1. Given any x in \({\mathbb{R}^n}\), compute Bx and show that Bx is the orthogonal projection of x onto u, as described in Section 6.2.
2. Show that B is a symmetric matrix and \({B^{\bf{2}}} = B\).
3. Show that u is an eigenvector of B. What is the corresponding eigenvalue?

Consider the following equation shown below:

\(\begin{aligned}{}B{\bf{x}} &= \left( {{\bf{u}}{{\bf{u}}^T}} \right){\bf{x}}\\ &= {\bf{u}}\left( {{{\bf{u}}^T}{\bf{x}}} \right)\\ &= \left( {{{\bf{u}}^T}{\bf{x}}} \right){\bf{u}}\\ &= \left( {{\bf{xu}}} \right){\bf{u}}\\ &= \frac{{{\bf{x}} \cdot {\bf{u}}}}{{{\bf{u}} \cdot {\bf{u}}}}{\bf{u}}\end{aligned}\)

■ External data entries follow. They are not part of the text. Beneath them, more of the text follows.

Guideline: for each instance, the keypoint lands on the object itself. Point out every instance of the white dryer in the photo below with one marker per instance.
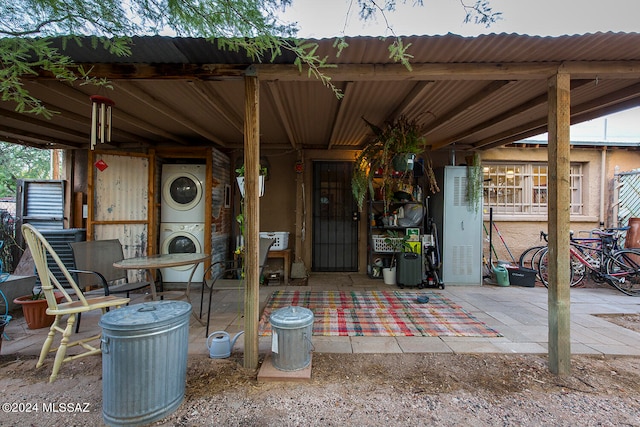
(183, 197)
(182, 238)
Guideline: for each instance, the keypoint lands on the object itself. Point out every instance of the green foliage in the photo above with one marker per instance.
(475, 178)
(397, 137)
(253, 26)
(18, 161)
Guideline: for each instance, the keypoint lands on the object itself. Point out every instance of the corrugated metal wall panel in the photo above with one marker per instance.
(42, 203)
(123, 189)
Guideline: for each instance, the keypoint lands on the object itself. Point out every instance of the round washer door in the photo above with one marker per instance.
(181, 243)
(182, 191)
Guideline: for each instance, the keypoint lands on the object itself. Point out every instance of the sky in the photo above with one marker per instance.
(330, 18)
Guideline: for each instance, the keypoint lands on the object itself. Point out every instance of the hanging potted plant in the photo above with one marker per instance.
(261, 178)
(475, 176)
(34, 308)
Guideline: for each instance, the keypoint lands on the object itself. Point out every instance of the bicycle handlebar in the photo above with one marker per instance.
(607, 232)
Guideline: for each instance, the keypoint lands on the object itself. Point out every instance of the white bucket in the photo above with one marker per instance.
(389, 276)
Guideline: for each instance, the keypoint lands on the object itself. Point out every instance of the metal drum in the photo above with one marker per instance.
(292, 328)
(144, 361)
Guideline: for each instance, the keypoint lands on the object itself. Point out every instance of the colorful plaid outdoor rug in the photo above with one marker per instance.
(379, 313)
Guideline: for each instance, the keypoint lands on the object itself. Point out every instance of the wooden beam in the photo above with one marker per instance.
(252, 220)
(283, 115)
(559, 224)
(368, 72)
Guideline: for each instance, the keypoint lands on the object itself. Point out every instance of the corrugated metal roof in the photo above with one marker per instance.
(477, 92)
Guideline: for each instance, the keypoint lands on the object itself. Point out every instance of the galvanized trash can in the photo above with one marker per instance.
(144, 361)
(291, 345)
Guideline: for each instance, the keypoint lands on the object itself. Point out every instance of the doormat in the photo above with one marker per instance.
(379, 314)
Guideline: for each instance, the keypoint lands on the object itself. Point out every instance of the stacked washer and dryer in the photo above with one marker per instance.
(182, 217)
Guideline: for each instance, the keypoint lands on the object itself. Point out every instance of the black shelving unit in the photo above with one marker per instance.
(380, 253)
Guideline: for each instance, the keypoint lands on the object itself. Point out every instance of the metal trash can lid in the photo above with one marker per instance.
(292, 317)
(145, 315)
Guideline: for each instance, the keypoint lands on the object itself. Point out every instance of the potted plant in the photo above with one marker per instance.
(475, 176)
(240, 179)
(388, 158)
(398, 244)
(34, 308)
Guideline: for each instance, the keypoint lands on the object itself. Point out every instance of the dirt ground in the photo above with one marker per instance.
(359, 389)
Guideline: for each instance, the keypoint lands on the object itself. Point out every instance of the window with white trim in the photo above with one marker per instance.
(522, 188)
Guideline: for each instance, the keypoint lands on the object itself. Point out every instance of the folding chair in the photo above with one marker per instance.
(219, 269)
(40, 249)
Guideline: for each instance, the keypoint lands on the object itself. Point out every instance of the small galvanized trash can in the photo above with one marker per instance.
(291, 345)
(144, 361)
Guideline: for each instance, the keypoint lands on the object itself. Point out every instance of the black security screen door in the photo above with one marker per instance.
(335, 218)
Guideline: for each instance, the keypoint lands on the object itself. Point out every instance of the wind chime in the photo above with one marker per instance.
(100, 119)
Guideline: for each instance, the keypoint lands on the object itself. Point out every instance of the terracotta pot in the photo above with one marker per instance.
(34, 311)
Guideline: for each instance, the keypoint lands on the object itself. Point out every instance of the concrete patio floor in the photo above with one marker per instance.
(519, 314)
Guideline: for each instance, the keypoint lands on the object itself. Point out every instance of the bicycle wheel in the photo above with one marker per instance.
(623, 269)
(543, 270)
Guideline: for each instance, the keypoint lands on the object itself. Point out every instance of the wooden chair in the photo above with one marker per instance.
(219, 269)
(40, 250)
(94, 268)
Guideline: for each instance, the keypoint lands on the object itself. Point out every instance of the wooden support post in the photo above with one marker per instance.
(559, 224)
(252, 220)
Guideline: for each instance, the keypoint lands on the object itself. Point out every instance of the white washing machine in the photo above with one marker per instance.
(183, 193)
(182, 238)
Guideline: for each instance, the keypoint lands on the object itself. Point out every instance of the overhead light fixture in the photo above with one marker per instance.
(100, 119)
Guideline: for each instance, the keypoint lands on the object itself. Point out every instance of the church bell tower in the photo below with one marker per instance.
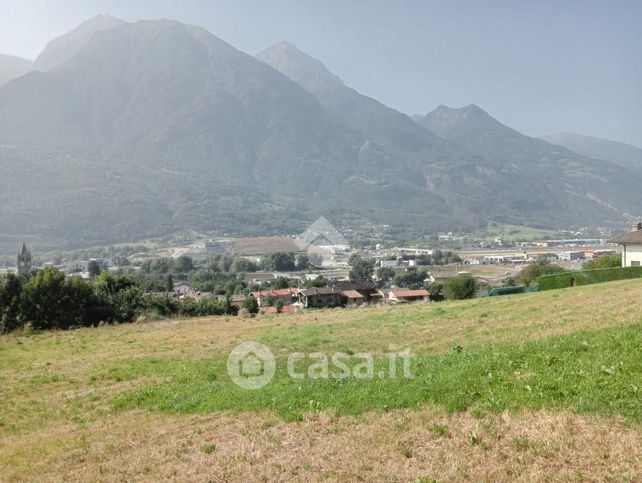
(24, 261)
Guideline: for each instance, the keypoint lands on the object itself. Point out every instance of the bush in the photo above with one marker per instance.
(461, 287)
(530, 274)
(587, 277)
(251, 305)
(10, 291)
(606, 261)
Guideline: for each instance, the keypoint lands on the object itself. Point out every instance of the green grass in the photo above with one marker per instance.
(595, 371)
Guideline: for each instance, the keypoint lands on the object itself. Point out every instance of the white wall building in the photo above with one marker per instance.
(632, 246)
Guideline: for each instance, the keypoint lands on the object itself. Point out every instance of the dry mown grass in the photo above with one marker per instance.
(396, 446)
(57, 422)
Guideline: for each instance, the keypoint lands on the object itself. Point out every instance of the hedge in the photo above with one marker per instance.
(587, 277)
(511, 290)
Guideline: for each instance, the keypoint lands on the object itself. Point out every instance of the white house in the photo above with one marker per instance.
(632, 246)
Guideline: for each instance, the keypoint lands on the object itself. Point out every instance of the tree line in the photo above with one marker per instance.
(48, 300)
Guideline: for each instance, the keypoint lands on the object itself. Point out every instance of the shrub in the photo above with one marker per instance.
(10, 291)
(606, 261)
(251, 305)
(587, 277)
(530, 274)
(461, 287)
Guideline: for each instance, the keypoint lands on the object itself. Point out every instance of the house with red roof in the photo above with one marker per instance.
(632, 246)
(266, 298)
(403, 295)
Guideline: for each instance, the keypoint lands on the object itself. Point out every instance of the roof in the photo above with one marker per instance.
(318, 291)
(356, 285)
(405, 293)
(276, 293)
(286, 309)
(630, 237)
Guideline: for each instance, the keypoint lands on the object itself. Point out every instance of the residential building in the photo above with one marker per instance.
(270, 297)
(352, 298)
(24, 261)
(320, 297)
(632, 246)
(405, 295)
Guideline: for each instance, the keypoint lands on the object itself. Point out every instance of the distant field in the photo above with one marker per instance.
(262, 246)
(525, 387)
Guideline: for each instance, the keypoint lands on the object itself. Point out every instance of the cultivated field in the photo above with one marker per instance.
(543, 386)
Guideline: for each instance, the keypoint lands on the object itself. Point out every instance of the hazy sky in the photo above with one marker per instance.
(540, 66)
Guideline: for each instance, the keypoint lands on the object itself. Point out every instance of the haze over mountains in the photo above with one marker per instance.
(12, 67)
(131, 130)
(616, 152)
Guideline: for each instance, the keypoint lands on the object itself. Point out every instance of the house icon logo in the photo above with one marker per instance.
(322, 242)
(251, 365)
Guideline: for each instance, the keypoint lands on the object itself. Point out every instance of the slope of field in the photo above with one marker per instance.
(526, 387)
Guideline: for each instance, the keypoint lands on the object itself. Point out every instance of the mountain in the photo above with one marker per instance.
(479, 168)
(155, 127)
(616, 152)
(12, 67)
(374, 120)
(535, 175)
(63, 48)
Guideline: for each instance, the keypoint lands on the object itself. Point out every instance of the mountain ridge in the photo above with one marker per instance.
(156, 126)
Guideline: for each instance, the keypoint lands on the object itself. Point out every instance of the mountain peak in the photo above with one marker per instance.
(459, 114)
(63, 48)
(299, 66)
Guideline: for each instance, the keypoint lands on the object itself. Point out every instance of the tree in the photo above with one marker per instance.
(533, 271)
(303, 262)
(385, 275)
(93, 268)
(120, 297)
(360, 268)
(281, 282)
(251, 305)
(605, 261)
(48, 301)
(461, 287)
(436, 290)
(412, 279)
(244, 265)
(169, 283)
(183, 264)
(10, 291)
(279, 306)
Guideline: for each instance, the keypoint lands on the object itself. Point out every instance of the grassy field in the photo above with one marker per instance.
(542, 386)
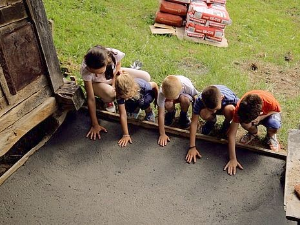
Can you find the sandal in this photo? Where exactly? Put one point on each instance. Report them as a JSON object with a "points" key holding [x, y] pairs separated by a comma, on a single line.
{"points": [[247, 138], [273, 143]]}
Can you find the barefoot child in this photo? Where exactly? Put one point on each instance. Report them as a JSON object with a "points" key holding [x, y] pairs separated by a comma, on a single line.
{"points": [[174, 89], [98, 70], [134, 94], [214, 100], [255, 108]]}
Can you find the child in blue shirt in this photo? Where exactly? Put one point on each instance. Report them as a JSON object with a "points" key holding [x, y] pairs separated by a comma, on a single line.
{"points": [[134, 94], [214, 100]]}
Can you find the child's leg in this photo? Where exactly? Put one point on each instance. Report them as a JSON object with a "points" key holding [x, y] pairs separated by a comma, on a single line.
{"points": [[138, 73], [252, 132], [272, 123], [228, 113], [185, 101], [104, 91]]}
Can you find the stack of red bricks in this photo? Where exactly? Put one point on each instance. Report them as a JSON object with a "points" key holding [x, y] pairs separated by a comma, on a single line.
{"points": [[172, 12], [207, 19]]}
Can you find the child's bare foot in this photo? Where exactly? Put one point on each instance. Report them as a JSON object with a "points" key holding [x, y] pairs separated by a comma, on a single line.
{"points": [[273, 143], [247, 138]]}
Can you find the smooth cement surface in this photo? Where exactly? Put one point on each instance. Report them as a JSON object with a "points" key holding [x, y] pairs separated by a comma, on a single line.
{"points": [[73, 180]]}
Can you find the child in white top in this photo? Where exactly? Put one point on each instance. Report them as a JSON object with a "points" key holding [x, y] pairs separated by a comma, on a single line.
{"points": [[174, 89]]}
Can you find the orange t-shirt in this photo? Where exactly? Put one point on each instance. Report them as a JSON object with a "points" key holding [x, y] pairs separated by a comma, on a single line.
{"points": [[269, 103]]}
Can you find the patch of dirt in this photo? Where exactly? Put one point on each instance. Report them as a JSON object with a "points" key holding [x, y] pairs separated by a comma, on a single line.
{"points": [[192, 66], [285, 80]]}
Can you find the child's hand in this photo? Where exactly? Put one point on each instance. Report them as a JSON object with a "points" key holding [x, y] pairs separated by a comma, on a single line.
{"points": [[192, 155], [231, 166], [163, 140], [95, 132], [124, 141]]}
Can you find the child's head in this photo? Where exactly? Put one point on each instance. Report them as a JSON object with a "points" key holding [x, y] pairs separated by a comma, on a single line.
{"points": [[212, 98], [171, 87], [96, 57], [250, 108], [126, 87], [99, 61]]}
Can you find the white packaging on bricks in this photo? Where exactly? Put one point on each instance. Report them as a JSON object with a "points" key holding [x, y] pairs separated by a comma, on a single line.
{"points": [[215, 13], [208, 31]]}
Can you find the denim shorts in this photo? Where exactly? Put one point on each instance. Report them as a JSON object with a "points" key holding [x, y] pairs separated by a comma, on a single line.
{"points": [[273, 121], [143, 103]]}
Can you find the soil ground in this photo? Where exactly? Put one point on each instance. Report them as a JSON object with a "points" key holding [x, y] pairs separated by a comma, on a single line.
{"points": [[73, 180]]}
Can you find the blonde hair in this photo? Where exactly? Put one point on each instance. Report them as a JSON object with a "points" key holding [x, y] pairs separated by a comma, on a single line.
{"points": [[126, 86], [171, 87]]}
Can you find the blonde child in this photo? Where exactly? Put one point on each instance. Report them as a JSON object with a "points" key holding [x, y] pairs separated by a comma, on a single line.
{"points": [[214, 100], [134, 94], [98, 70], [175, 89], [255, 108]]}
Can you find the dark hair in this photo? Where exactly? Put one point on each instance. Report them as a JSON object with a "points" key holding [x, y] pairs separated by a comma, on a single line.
{"points": [[211, 96], [98, 57], [250, 108]]}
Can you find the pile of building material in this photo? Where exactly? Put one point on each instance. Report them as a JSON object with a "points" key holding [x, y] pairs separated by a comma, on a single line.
{"points": [[202, 21], [207, 21], [172, 13]]}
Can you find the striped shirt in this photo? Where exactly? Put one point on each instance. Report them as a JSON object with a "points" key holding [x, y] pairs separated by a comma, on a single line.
{"points": [[230, 98]]}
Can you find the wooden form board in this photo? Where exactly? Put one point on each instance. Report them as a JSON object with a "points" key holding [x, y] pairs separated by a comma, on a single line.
{"points": [[292, 176], [59, 119], [186, 133], [26, 123], [39, 18]]}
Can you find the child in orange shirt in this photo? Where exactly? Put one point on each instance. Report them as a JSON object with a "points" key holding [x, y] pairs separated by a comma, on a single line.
{"points": [[255, 108]]}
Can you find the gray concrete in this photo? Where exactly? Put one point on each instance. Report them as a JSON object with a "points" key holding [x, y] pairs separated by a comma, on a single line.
{"points": [[73, 180]]}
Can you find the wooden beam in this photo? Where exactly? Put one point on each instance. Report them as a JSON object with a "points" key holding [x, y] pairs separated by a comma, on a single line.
{"points": [[186, 133], [11, 135], [59, 119], [23, 108], [70, 96], [292, 176], [39, 18], [12, 13]]}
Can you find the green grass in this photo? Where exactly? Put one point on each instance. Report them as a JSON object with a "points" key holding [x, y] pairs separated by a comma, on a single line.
{"points": [[268, 28]]}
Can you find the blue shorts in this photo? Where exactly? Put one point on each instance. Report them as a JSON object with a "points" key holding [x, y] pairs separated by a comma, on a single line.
{"points": [[273, 121], [143, 103]]}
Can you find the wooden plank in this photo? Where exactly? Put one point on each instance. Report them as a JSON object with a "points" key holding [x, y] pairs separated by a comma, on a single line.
{"points": [[20, 54], [8, 2], [12, 13], [11, 135], [27, 91], [70, 96], [38, 15], [59, 118], [23, 108], [292, 176], [186, 133]]}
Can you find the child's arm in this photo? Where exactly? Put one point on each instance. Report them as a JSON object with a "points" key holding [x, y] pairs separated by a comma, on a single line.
{"points": [[118, 70], [233, 163], [123, 119], [155, 90], [193, 152], [163, 138], [95, 129]]}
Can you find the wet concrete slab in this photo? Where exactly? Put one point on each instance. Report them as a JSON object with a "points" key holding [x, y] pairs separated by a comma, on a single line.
{"points": [[73, 180]]}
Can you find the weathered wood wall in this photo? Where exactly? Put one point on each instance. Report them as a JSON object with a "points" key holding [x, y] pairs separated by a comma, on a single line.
{"points": [[26, 91]]}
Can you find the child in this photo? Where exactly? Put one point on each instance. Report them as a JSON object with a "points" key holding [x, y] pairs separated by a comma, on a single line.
{"points": [[214, 100], [133, 94], [98, 70], [255, 107], [174, 89]]}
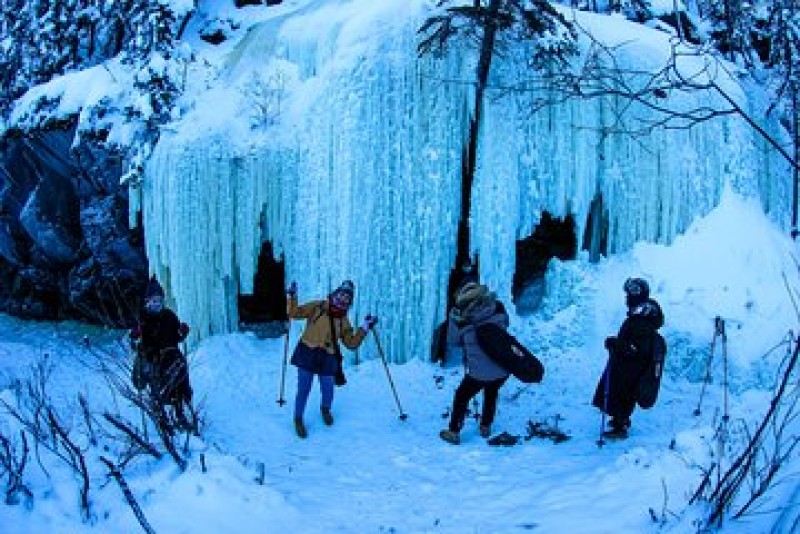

Thus, Bx is the orthogonal projection of x onto u.

Apply transpose on both sides of the equation \(B = {\bf{u}}{{\bf{u}}^T}\).

\(\begin{aligned}{}{B^T} &= {\left( {{\bf{u}}{{\bf{u}}^T}} \right)^T}\\ &= {\bf{u}}{{\bf{u}}^T}\\ &= {\bf{B}}\end{aligned}\)

As B is a symmetric matrix, so now check for \({B^2}\).

\(\begin{aligned}{}{B^2} &= B \cdot B\\ &= \left( {{\bf{u}}{{\bf{u}}^T}} \right)\left( {{\bf{u}}{{\bf{u}}^T}} \right)\\ &= {\bf{u}}\left( {{{\bf{u}}^T}{\bf{u}}} \right){{\bf{u}}^T}\\ &= {\bf{u}}{{\bf{u}}^T}\\ &= B\end{aligned}\)

Thus, the equation \({B^2} = B\) is true.

Consider the following equation:

\(\begin{aligned}{}B{\bf{u}} &= \left( {{\bf{u}}{{\bf{u}}^T}} \right){\bf{u}}\\ &= {\bf{u}}\left( {{{\bf{u}}^T}{\bf{u}}} \right)\\ &= {\bf{u}}\left( 1 \right)\end{aligned}\)

Thus, u is the eigenvector of B corresponding eigenvalue 1.